Georg Fehlauer: Neuer Ratsherr für Nienberge
Ein Stadtteil mit Potenzial

Münster-Nienberge -

Ideen geben und Initiativen entwickeln – darin sieht Georg Fehlauer eine Kernaufgabe der Lokalpolitik. Das will der neue CDU-Ratsherr für Nienberge auch zu seiner Aufgabe machen und dabei – mit der Ortsunion – „die Bürgerinnen und Bürger einbinden und mitnehmen.“

Dienstag, 26.09.2017, 17:09 Uhr

CDU-Ratsherr Georg Fehlauer möchte in Nienberge mit vielen Bürgerinnen und Bürgern ins Gespräch kommen.
CDU-Ratsherr Georg Fehlauer möchte in Nienberge mit vielen Bürgerinnen und Bürgern ins Gespräch kommen. Foto: hko

Die erste große Herausforderung steht schon bevor: Die CDU Münster hat in die Bezirksvertretung West einen Antrag zur „Erarbeitung eines Stadtentwicklungskonzepts für den Stadtteil Münster Nienberge“ eingebracht. „Der Stadtteil ist mit öffentlichen Verkehrsmitteln gut zu erreichen.“ Die beiden Buslinien und die Bahnverbindung in Häger seien wichtige Voraussetzungen für eine weitere Entwicklung der „in Ansätzen guten Infrastruktur“.

Damit lenkt Fehlauer den Blick auf die Erarbeitung des Konzepts und den Auftrag an die Stadtverwaltung: Zur Sicherung der Grundversorgung und der Aufenthaltsqualität im Ortskern von Nienberge soll eine „Zukunftswerkstatt“ mit den Schwerpunkten „einzelhandelsstrukturelle Entwicklung“ und „Ortskerngestaltung“ durchgeführt werden. Außerdem sollen neue Wohngebiete ausgewiesen und erschlossen werden, um neuen Wohnraum in Nienberge zu schaffen.

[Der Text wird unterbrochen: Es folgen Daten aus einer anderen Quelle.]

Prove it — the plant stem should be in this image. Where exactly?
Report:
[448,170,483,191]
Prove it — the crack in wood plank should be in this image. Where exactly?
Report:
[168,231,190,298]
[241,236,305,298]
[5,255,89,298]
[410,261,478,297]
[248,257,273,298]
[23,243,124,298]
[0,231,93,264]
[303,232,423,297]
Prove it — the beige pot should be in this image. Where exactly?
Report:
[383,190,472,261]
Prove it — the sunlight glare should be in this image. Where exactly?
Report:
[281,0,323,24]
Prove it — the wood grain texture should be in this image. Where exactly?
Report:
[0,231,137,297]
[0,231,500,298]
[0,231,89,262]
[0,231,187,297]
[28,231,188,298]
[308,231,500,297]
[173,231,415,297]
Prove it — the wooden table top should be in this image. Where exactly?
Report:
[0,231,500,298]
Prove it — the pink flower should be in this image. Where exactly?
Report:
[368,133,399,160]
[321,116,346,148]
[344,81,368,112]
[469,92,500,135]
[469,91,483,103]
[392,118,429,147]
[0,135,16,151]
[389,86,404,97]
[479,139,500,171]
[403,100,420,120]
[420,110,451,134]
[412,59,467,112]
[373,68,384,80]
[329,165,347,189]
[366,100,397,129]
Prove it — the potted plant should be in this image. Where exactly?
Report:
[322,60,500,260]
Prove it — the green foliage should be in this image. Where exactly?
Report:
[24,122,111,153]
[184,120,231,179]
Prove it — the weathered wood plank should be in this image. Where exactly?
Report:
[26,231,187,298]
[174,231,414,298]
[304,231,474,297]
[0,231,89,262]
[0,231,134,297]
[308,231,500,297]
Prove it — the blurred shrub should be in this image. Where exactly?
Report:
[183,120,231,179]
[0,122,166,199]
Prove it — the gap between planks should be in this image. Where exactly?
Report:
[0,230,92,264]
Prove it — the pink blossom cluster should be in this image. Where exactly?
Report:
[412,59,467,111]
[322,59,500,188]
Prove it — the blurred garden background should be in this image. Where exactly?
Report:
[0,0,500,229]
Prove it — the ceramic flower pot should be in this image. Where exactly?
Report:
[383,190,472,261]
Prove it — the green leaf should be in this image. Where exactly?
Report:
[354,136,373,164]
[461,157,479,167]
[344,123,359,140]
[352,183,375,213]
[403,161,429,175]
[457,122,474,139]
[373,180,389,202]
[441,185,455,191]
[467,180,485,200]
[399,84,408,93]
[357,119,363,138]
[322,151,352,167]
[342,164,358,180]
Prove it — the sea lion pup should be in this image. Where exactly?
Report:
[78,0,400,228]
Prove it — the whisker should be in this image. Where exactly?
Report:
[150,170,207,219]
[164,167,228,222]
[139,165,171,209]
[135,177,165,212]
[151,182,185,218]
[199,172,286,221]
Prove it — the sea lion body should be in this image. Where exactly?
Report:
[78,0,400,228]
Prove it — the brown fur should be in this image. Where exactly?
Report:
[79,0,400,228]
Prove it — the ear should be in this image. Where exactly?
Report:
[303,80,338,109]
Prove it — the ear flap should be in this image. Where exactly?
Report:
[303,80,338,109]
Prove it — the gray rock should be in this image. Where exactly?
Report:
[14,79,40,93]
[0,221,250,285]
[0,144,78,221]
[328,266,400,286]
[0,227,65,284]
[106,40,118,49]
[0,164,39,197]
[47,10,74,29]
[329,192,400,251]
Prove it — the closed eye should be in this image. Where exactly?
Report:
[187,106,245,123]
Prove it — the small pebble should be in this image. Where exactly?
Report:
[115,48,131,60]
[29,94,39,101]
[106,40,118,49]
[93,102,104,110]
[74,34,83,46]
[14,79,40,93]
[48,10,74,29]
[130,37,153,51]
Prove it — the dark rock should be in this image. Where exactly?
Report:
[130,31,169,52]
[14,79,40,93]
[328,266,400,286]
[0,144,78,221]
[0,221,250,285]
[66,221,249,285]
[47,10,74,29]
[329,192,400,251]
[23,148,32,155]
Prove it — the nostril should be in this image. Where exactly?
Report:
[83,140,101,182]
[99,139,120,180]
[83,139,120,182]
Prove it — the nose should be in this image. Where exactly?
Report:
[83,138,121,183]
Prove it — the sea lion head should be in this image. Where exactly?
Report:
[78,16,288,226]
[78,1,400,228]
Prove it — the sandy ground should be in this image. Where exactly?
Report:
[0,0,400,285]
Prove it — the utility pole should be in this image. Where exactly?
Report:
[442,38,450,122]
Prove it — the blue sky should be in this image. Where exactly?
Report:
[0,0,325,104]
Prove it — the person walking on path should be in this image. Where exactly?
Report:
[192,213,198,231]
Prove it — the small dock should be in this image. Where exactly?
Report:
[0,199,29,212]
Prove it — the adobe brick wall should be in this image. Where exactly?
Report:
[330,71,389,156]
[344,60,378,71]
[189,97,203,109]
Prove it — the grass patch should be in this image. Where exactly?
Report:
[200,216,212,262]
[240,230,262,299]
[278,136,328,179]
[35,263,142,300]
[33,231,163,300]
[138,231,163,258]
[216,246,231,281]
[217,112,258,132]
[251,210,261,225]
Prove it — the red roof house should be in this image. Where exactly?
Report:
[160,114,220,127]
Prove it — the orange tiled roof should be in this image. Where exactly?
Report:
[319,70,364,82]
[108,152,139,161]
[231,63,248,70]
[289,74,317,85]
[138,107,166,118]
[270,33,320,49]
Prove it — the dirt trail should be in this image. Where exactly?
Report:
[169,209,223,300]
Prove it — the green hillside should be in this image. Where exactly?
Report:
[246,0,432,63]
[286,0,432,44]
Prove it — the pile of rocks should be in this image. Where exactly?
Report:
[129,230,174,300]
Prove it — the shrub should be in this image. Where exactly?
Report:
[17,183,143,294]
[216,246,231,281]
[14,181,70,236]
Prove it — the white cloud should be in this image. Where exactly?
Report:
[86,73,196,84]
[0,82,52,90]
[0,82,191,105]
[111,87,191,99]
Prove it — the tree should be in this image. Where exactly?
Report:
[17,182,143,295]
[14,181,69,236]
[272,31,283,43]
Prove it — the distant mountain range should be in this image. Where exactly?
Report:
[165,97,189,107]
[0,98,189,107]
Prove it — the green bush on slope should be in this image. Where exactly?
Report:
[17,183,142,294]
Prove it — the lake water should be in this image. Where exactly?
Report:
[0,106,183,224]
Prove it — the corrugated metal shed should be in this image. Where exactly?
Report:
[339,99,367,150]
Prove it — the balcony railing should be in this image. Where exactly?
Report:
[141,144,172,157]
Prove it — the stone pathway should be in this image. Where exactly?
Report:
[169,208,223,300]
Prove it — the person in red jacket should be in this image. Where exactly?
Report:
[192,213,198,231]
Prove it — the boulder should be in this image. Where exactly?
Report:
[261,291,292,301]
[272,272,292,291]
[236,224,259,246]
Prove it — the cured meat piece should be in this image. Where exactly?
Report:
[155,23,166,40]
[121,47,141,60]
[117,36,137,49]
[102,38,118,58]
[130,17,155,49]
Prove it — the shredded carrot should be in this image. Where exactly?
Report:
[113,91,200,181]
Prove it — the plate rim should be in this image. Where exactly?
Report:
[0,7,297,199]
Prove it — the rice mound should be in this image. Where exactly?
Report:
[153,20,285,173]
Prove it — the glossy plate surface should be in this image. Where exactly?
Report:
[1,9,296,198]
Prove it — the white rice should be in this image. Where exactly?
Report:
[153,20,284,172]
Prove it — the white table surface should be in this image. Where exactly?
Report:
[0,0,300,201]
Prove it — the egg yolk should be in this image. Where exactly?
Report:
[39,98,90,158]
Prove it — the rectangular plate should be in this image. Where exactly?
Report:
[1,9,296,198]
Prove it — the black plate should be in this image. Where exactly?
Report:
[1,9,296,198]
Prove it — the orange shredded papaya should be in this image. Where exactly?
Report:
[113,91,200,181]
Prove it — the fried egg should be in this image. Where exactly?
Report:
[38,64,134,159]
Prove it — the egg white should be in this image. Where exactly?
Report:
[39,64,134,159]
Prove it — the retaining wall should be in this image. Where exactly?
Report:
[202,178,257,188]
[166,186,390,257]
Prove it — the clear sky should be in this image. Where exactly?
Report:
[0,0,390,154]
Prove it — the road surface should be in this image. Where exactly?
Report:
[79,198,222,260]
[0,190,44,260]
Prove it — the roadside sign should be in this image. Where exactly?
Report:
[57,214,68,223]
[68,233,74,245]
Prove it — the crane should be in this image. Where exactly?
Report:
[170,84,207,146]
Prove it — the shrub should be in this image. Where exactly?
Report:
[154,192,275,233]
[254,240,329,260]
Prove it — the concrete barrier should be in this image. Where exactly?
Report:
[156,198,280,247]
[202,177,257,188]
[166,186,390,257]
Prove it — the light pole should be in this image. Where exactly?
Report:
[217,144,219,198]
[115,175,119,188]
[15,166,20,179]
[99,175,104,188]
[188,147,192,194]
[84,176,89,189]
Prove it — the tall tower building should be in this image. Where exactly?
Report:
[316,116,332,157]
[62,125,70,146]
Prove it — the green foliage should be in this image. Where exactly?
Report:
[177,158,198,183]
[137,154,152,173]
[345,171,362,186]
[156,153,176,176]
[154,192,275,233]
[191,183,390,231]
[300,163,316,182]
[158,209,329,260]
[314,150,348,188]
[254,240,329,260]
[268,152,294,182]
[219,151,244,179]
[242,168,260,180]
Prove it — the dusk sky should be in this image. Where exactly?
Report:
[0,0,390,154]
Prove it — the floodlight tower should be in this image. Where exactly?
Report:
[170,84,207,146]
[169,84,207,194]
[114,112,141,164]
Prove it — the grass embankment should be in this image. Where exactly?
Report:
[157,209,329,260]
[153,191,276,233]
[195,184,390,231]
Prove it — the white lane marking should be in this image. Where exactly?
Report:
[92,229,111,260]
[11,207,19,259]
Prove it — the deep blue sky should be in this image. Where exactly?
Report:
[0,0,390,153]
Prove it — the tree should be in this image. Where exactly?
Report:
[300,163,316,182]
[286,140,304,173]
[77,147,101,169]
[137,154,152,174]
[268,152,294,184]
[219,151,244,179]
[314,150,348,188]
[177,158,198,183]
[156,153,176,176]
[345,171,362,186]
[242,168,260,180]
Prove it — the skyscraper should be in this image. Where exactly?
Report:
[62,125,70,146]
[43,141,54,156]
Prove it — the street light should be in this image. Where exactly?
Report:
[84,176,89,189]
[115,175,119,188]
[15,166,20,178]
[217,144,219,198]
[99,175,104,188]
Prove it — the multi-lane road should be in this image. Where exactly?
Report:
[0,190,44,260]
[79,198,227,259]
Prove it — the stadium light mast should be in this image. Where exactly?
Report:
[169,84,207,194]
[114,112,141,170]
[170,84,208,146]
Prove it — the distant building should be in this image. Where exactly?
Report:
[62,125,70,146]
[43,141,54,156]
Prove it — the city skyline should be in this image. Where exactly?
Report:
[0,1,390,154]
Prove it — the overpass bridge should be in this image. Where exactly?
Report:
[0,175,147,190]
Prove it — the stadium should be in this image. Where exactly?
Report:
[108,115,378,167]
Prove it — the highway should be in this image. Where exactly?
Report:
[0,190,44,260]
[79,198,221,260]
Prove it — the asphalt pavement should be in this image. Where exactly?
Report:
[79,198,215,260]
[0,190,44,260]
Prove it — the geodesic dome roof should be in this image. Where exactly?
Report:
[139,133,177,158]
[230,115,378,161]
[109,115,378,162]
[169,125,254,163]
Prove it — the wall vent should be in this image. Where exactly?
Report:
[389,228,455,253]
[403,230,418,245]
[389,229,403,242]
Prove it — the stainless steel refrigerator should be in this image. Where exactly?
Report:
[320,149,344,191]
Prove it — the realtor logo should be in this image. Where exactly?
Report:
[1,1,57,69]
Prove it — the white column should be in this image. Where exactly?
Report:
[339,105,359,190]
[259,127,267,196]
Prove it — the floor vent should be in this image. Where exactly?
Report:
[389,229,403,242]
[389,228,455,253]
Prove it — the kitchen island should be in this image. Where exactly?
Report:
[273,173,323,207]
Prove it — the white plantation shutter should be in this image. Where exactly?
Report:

Das sei kein Wunschkonzert, sagt Georg Fehlauer, sondern „eine Strategie der kleinen Schritte.“ Der Diplom-Ingenieur hat seinen beruflichen Schwerpunkt als Landesbaudirektor beim Landschaftsverband Westfalen-Lippe im Bereich Planen und Bauen. Nienberge sieht er als „Wachstumsstandort“. Es gebe Potenzial für Bebauung um und in Nienberge. „In Häger ist das gerade aktuell nördlich der Bahnlinie angestoßen worden.“ Auch die Ansiedlung von Gewerbebetrieben dürfe nicht aus dem Blick genommen werden. „Hierzu gehört auch die Klärung der Frage, wie viel Wachstum Nienberge überhaupt verträgt.“

Das größte Problem bei der Stadtentwicklung sieht der Experte in der Grundstücksfrage. Mit den Eigentümern von möglichen Entwicklungsflächen möchte Fehlauer gemeinsam mit örtlichen CDU-Politikern ins Gespräch kommen. Beim Thema Wohnen gehe es zudem nicht nur um mehr Einwohner, sondern auch um die Themen bezahlbares Bauen und bezahlbare Mieten.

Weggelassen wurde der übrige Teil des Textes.